Paris-based Hamonic+Masson & Associés has completed a new housing tower that is composed of an angular core wrapped in undulating balconies. The project, titled “New’R,” is located in Nantes, a city located in western France, and pays homage to Oscar Niemeyer as well as to the architecture of the 1970’s French Riviera. New’R contributes to an ongoing discussion about building height which according to the architects has become a pressing topic throughout the country. In 2015, the practice completed and delivered Paris’ first housing project measuring over 160-feet since the 1970s.
(© Takuji Shimmura)
Jean-Christophe Masson and Gaëlle Hamonic, principals at Hamonic+Masson & Associés, said the facade of the project was about connectivity to surrounding flows of the city’s people, cars, and bicycles: “The building’s transparency, depth, and various perspectives engender a dynamism and liveliness around the perimeter of the project, consequently enriching the surrounding environment.”

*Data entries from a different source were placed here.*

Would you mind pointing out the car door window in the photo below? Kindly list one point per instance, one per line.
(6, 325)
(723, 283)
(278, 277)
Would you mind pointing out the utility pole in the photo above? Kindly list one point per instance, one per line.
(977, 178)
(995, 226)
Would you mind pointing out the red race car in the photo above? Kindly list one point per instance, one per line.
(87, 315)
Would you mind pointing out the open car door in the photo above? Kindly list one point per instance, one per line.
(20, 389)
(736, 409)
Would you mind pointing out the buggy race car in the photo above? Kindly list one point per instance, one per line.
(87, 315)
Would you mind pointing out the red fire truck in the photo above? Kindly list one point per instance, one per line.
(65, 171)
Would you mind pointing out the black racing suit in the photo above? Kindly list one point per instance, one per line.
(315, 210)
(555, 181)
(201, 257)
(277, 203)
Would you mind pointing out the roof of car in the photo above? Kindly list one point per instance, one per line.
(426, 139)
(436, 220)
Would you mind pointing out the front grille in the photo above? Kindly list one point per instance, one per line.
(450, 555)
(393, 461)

New’R’s massing strategy pairs a simple faceted angular building envelope with outboard curvilinear balconies. Both the facade and balconies are outfitted with aluminum paneling from Italian-based ALUBEL. The building’s volume breaks down into four sub-towers helping to compliment the surrounding scale of the city while providing additional functional rooftop terrace space. The architects say these intermediate landings produce a sequence within the volume of the tower that helps to produce a “graduated system of high-rise living.”

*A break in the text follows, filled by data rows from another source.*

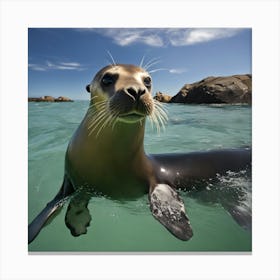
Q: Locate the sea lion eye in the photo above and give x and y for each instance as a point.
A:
(147, 82)
(108, 79)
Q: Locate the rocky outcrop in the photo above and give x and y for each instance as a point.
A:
(236, 89)
(162, 97)
(49, 99)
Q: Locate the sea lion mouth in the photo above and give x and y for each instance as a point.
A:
(131, 117)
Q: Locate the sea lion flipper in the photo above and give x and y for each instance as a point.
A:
(51, 208)
(77, 217)
(241, 213)
(168, 208)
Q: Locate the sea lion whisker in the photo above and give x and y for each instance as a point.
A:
(142, 61)
(99, 118)
(154, 120)
(102, 120)
(148, 64)
(114, 63)
(106, 122)
(96, 119)
(158, 69)
(151, 64)
(161, 108)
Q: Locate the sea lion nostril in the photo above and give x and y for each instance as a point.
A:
(136, 93)
(132, 91)
(141, 92)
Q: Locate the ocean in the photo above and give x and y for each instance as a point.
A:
(128, 226)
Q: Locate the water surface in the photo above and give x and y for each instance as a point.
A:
(129, 226)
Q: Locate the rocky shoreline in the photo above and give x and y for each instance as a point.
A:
(49, 99)
(236, 89)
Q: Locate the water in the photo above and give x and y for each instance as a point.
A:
(128, 226)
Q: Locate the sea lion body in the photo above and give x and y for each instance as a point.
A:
(106, 155)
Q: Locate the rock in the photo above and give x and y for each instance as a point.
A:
(162, 97)
(48, 98)
(63, 99)
(231, 90)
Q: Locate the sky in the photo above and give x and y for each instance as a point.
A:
(62, 61)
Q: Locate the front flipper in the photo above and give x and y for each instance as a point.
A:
(51, 208)
(168, 208)
(241, 213)
(77, 217)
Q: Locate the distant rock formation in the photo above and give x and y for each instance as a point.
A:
(47, 98)
(236, 89)
(162, 97)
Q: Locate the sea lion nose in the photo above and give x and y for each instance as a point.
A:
(135, 92)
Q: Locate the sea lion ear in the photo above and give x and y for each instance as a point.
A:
(168, 208)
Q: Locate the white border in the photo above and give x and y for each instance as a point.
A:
(262, 16)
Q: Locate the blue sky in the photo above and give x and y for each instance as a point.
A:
(61, 62)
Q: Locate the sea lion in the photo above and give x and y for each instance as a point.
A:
(106, 155)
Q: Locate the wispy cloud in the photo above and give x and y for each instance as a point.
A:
(185, 37)
(48, 65)
(177, 70)
(159, 37)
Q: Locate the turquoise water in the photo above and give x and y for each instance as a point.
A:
(129, 226)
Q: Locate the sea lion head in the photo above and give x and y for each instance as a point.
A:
(124, 91)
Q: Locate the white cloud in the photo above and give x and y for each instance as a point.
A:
(185, 37)
(56, 66)
(159, 37)
(177, 70)
(124, 36)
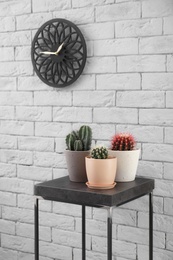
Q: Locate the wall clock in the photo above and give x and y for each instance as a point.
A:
(58, 53)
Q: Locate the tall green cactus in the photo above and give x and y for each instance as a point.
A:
(85, 134)
(79, 140)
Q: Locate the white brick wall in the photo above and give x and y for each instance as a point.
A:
(127, 85)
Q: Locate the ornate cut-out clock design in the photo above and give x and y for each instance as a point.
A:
(58, 53)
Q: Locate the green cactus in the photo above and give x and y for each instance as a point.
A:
(99, 153)
(78, 146)
(79, 140)
(85, 134)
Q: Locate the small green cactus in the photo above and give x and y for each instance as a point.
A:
(79, 140)
(99, 153)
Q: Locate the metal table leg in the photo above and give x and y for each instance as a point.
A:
(109, 234)
(151, 226)
(36, 225)
(83, 233)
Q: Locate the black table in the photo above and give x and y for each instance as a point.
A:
(63, 190)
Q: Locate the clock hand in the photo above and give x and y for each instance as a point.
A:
(47, 52)
(59, 48)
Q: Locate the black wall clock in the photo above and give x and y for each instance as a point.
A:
(58, 53)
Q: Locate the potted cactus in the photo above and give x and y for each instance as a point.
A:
(123, 146)
(101, 169)
(78, 146)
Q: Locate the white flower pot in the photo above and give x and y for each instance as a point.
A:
(127, 163)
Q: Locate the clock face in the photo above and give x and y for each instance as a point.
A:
(58, 53)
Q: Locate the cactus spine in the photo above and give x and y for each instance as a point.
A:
(79, 140)
(99, 153)
(123, 142)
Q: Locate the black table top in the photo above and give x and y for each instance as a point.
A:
(63, 190)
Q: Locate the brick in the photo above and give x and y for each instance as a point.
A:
(140, 99)
(160, 222)
(156, 45)
(16, 128)
(19, 215)
(34, 173)
(7, 54)
(27, 230)
(167, 25)
(118, 12)
(140, 236)
(150, 169)
(32, 21)
(52, 129)
(72, 114)
(170, 63)
(68, 238)
(158, 253)
(15, 98)
(79, 3)
(77, 16)
(116, 47)
(95, 31)
(118, 115)
(45, 5)
(7, 227)
(163, 188)
(16, 185)
(15, 156)
(8, 254)
(157, 152)
(54, 250)
(169, 97)
(156, 116)
(8, 142)
(120, 248)
(168, 206)
(101, 65)
(36, 144)
(168, 171)
(33, 113)
(15, 38)
(15, 68)
(7, 170)
(23, 53)
(138, 28)
(15, 7)
(8, 199)
(8, 83)
(6, 112)
(157, 8)
(52, 98)
(17, 243)
(48, 159)
(144, 63)
(157, 81)
(117, 81)
(94, 98)
(143, 133)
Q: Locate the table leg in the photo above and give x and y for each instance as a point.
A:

The most impactful element of the project, New’R’s guardrails, are composed of two assembly types: an open rail system, and a perforated panel system. Furthermore, plant containers are selectively incorporated into the lower levels of the apartment building. The architects say this variation was contextual, citing higher floors allowed for unobstructed views while lower floors require more privacy.
They also add that the building is an observation tower, both functionally, but also—and perhaps more importantly—symbolically. “Living here enables people to understand and appreciate the city that surrounds them: architecture in cinemascope.”